Intuitive Surgical doesn't challenge the numbers quoted by South Miami Hospital and Estape, but it won't confirm the claim. "It only aggravates the other hospitals," says spokeswoman Alexis Morgan.
"The robot is amazing," says Dr. Lynn Seto, a cardiac surgeon who performed 450 robotic heart surgeries at Cleveland Clinic in Ohio before South Miami recruited her to help start its robotic heart program. "The view is so good you actually think you're inside the body."
By the traditional method, open-heart surgery requires a 12-inch incision, cracking the breastbone and spreading the ribs, resulting in a weeklong hospital stay. The same operation by robot is done through five to seven incisions - smaller in diameter than a pencil - between the ribs. The patient can go home in a day or two.
Dr. Mark Dylewski, who does robotic thoracic surgery at South Miami, argues that it is safer, especially for older, sicker patients. He has developed a robotic technique to remove a cancerous esophagus and attach a part of the stomach to the throat to replace it. He has trained 200 other surgeons how to do it.
"You don't have the trauma of cutting through the sternum. The risk of pneumonia from a long hospital stay is reduced," he says.
Morgan, the Intuitive spokeswoman, cites a study released this month at Wake Forest University. It followed a single surgeon who did kidney surgery on 30 patients using laparoscopy and 30 using the robot, and concluded that robotic surgery was faster, involved less blood loss and a shorter hospital stay. Both methods were equally effective in cancer care.
But critics say such same-surgeon comparisons only demonstrate how a doctor's skill can grow with practice. They want studies comparing outcomes of many operations by many doctors.
Dr. Michael J. Barry, a professor of medicine at Harvard Medical School and chief of the General Medicine Unit at Massachusetts General Hospital, is one of those critics.
"The best kind of study would randomly assign patients who are equally willing to have all three kinds of surgery - open, laparoscopic and robotic, using a mix of surgeons and institutions," he says. "That would be the most generalizable to what the average patient would get at the average facility."
Morgan also cites a 2009 study of thousands of hospital prostate surgery records by Massachusetts General Hospital's Institute for Clinical and Economic Review. It found little difference in patient death rates, loss of urinary control and erectile dysfunction among the three major surgical procedures - open surgery, traditional laparoscopic surgery and robotic surgery. But it said its own conclusions were weakened by a paucity of apples-and-apples data.
The Massachusetts General study also said robotic prostate surgery costs $2,000 to $3,000 more than traditional open prostate surgery, but that the same lack of good data makes it unclear whether those costs are balanced by the shorter hospital stays of robotic surgery.

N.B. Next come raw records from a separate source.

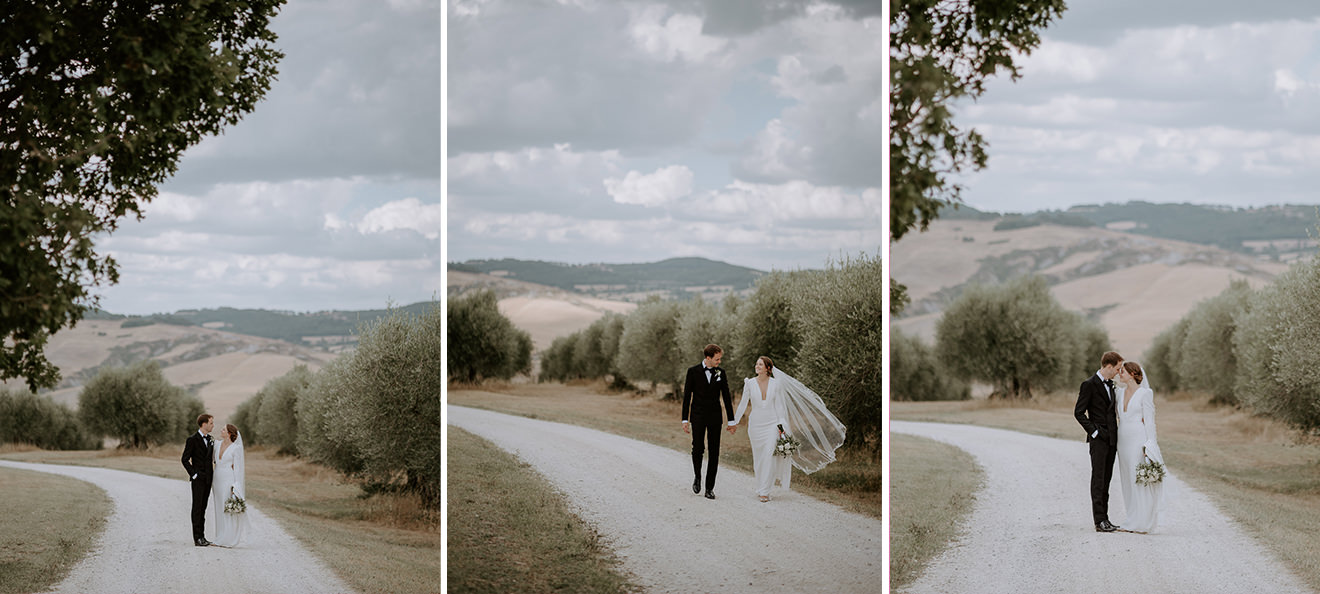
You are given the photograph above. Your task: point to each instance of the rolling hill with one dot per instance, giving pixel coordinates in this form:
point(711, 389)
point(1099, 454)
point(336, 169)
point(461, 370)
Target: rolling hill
point(1134, 285)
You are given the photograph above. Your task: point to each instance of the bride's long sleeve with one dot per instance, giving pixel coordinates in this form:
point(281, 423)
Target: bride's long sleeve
point(742, 403)
point(1151, 444)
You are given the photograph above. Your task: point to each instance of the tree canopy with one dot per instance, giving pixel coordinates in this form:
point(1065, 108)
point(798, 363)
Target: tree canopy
point(943, 52)
point(99, 100)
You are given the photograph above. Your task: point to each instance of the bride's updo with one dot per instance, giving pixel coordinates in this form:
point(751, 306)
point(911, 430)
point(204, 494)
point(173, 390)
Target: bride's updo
point(1134, 370)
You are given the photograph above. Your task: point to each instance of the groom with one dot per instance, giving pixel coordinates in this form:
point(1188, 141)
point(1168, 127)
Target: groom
point(1097, 413)
point(197, 462)
point(701, 392)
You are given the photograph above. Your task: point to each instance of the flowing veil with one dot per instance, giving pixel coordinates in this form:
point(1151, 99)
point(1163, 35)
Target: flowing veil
point(811, 423)
point(239, 471)
point(1151, 446)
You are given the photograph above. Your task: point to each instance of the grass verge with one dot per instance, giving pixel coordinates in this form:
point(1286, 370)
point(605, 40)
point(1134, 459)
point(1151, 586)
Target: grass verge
point(50, 523)
point(932, 487)
point(853, 482)
point(510, 531)
point(1262, 474)
point(387, 543)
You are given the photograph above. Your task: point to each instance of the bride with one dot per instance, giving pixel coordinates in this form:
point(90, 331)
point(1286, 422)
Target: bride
point(1137, 442)
point(229, 481)
point(783, 405)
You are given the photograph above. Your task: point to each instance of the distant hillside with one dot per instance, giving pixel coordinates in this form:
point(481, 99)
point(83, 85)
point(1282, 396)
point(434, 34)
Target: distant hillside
point(1278, 232)
point(306, 329)
point(679, 277)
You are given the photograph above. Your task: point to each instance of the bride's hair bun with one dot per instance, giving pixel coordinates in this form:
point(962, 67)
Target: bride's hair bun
point(1134, 370)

Barry says the fast growth of robotic surgery is "marketing pressure."
"People assume that more technology makes things better," he says. "And if one hospital gets one, there's an incentive for others to get one in the medical arms race we have in the U.S."

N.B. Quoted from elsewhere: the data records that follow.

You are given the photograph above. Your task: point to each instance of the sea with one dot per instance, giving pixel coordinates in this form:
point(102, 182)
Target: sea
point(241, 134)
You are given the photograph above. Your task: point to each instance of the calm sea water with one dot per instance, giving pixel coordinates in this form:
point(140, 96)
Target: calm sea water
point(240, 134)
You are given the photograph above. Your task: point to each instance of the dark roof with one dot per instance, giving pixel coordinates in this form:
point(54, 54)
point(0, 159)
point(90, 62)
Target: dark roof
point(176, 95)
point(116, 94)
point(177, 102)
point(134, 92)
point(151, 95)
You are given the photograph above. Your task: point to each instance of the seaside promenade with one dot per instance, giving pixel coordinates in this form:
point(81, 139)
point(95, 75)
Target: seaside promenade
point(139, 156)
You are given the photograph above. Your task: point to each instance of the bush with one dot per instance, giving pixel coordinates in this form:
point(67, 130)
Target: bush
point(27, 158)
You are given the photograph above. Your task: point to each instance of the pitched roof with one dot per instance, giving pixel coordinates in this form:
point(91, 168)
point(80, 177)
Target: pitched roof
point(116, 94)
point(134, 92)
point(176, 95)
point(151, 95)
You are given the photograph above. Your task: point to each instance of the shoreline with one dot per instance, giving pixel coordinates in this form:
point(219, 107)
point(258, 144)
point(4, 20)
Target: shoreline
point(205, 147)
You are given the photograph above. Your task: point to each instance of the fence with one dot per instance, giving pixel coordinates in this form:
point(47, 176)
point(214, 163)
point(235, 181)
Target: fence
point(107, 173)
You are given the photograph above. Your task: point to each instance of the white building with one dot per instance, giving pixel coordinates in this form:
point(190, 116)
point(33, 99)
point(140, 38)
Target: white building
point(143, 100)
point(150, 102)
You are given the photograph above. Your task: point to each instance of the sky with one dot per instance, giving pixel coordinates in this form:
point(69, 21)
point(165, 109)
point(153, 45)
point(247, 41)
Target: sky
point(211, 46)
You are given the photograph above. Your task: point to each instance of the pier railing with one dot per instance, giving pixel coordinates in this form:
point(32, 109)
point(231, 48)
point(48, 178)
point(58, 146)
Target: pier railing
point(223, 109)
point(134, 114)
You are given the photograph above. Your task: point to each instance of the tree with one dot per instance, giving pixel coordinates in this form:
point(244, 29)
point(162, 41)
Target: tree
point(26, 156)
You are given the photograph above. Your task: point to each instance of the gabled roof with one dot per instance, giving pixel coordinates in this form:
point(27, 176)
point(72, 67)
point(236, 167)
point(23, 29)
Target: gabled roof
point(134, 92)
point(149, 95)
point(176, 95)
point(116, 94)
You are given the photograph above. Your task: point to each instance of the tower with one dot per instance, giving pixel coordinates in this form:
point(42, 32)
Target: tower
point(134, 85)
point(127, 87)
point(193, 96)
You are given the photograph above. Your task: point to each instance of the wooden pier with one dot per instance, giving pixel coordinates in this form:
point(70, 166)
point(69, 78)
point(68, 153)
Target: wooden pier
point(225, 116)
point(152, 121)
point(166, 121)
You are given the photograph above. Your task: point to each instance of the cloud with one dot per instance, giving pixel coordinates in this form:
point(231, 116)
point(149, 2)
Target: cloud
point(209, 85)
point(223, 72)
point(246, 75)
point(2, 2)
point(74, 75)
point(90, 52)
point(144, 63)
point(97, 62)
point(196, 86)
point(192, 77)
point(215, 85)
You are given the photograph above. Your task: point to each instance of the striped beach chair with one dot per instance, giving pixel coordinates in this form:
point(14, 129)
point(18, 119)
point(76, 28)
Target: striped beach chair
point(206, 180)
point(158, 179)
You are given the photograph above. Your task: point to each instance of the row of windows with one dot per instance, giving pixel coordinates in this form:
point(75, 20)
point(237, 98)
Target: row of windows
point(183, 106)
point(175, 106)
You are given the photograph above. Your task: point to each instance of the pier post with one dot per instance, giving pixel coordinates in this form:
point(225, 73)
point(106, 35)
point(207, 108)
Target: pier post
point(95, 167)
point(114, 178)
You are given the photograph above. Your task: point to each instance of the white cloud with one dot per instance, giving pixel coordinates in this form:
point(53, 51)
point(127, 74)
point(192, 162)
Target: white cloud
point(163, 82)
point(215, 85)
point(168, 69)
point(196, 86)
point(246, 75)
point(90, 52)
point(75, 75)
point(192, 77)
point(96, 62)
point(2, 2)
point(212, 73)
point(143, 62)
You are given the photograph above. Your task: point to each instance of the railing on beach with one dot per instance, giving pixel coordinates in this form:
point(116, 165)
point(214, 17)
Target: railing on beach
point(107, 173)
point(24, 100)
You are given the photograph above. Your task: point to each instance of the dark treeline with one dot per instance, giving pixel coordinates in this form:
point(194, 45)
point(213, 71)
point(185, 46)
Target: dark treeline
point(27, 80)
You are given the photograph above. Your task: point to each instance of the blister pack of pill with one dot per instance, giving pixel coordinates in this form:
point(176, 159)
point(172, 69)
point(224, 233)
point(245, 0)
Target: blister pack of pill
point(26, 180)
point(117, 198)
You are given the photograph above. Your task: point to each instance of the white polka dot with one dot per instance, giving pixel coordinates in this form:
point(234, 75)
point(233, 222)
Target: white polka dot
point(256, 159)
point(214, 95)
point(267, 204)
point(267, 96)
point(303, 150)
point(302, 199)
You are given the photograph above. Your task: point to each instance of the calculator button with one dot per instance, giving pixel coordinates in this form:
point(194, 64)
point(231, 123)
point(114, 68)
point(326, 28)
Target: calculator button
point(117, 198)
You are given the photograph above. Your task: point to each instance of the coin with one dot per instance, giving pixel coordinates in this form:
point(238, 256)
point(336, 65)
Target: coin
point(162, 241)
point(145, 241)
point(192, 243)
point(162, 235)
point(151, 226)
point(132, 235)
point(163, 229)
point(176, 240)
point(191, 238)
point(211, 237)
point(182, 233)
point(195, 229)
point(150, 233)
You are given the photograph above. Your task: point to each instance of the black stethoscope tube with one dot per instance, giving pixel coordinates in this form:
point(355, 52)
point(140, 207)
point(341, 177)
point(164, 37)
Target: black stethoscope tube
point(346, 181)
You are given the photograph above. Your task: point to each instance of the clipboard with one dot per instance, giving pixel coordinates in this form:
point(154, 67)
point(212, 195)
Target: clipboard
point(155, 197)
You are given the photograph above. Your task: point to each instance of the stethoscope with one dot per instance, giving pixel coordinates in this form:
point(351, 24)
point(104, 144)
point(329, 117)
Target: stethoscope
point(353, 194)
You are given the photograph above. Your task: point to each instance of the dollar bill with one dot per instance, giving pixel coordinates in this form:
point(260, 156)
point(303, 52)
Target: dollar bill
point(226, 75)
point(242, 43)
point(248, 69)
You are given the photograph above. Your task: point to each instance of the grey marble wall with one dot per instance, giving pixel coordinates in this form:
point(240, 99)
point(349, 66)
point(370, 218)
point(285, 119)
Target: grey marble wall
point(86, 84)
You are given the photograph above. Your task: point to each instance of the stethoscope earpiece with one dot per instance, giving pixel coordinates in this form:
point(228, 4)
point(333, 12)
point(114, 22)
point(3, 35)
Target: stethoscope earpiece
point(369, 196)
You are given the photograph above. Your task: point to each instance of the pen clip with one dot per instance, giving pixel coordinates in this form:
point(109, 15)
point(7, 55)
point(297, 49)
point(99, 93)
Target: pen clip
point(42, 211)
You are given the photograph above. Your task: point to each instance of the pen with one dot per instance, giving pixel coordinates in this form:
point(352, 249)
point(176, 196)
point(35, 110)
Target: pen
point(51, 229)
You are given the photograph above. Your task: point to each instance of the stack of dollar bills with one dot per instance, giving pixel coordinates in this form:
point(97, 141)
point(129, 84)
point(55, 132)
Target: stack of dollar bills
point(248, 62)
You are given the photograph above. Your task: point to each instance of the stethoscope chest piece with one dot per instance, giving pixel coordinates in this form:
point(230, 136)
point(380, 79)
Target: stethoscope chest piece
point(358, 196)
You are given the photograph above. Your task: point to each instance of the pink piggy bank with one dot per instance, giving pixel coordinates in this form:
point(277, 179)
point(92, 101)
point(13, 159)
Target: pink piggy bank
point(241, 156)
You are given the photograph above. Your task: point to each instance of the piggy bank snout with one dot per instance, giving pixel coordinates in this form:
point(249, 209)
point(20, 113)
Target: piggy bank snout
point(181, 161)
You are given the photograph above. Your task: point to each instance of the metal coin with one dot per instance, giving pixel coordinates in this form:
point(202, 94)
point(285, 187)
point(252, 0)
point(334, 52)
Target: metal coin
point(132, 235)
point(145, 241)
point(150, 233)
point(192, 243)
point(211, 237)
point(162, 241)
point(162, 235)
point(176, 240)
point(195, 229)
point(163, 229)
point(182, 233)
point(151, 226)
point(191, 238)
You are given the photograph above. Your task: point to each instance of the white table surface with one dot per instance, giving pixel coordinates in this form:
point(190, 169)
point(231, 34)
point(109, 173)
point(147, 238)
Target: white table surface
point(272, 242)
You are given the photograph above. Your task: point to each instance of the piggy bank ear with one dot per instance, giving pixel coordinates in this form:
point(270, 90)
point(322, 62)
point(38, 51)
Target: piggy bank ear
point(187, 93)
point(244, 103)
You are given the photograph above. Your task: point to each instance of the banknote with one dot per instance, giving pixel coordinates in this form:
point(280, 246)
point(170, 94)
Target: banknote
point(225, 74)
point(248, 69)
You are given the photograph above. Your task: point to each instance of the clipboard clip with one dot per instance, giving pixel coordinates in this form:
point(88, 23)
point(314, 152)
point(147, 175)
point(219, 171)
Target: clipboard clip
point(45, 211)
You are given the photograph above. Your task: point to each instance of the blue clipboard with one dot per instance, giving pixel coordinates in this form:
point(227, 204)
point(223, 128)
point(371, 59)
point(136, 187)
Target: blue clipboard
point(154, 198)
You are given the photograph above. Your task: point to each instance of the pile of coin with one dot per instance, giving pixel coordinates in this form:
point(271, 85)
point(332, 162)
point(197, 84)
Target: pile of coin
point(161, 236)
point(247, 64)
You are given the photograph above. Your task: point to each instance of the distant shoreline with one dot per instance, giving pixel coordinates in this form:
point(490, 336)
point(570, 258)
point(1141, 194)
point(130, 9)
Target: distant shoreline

Robots can be pricey. The latest-model da Vinci robots cost $1.4 million, with annual maintenance costs of $140,000. Brackin, the Baptist Health CEO, says Medicare will not pay any more for a robotic operation than for a traditional open procedure, meaning the hospital must absorb the difference.

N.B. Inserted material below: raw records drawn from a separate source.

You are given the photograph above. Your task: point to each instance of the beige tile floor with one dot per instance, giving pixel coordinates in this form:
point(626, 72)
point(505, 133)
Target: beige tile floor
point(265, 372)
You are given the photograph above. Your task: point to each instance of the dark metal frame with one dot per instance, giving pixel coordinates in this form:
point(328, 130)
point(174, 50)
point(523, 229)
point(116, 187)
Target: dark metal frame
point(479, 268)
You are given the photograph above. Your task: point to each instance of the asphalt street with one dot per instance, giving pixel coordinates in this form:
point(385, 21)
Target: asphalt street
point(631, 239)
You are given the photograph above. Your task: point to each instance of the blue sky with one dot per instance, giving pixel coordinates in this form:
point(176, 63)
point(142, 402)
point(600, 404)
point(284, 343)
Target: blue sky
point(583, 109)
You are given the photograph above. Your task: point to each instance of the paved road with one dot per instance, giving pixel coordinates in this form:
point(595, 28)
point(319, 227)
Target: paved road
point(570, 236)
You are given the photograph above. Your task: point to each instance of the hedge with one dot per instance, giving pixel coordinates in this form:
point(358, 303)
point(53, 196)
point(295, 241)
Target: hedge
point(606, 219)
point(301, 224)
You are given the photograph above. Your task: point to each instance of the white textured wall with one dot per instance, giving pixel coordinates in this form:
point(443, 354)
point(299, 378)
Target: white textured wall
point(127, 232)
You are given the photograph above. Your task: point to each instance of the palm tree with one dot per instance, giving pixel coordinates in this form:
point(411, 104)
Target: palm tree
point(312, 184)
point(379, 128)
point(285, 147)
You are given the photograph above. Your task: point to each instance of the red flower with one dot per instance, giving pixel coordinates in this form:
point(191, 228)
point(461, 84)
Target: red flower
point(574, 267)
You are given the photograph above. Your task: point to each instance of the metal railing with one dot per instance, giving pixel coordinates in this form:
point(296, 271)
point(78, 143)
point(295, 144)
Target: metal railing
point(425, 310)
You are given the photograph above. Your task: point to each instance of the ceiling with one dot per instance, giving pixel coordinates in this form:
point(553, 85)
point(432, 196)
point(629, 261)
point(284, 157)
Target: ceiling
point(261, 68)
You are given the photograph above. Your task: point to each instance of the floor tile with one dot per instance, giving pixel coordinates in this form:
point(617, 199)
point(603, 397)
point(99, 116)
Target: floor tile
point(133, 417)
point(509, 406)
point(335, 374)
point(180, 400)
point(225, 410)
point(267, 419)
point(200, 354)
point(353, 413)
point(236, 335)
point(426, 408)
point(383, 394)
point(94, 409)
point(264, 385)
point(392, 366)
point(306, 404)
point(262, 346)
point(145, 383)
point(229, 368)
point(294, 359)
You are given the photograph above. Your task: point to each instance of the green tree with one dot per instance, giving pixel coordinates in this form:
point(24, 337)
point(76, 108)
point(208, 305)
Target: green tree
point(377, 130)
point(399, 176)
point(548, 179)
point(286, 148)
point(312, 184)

"In the operating room the robot is more expensive," he says. "In the overall picture, considering length of stay and associated complications or lack of them, we think it's pretty comparable."
He goes on: "Frequently, technology gets ahead of the payments for it. In robotic surgery that's the case right now. We make investment decisions despite the short term financial situation if they create better outcomes for the patient. Historically, reimbursement has caught up."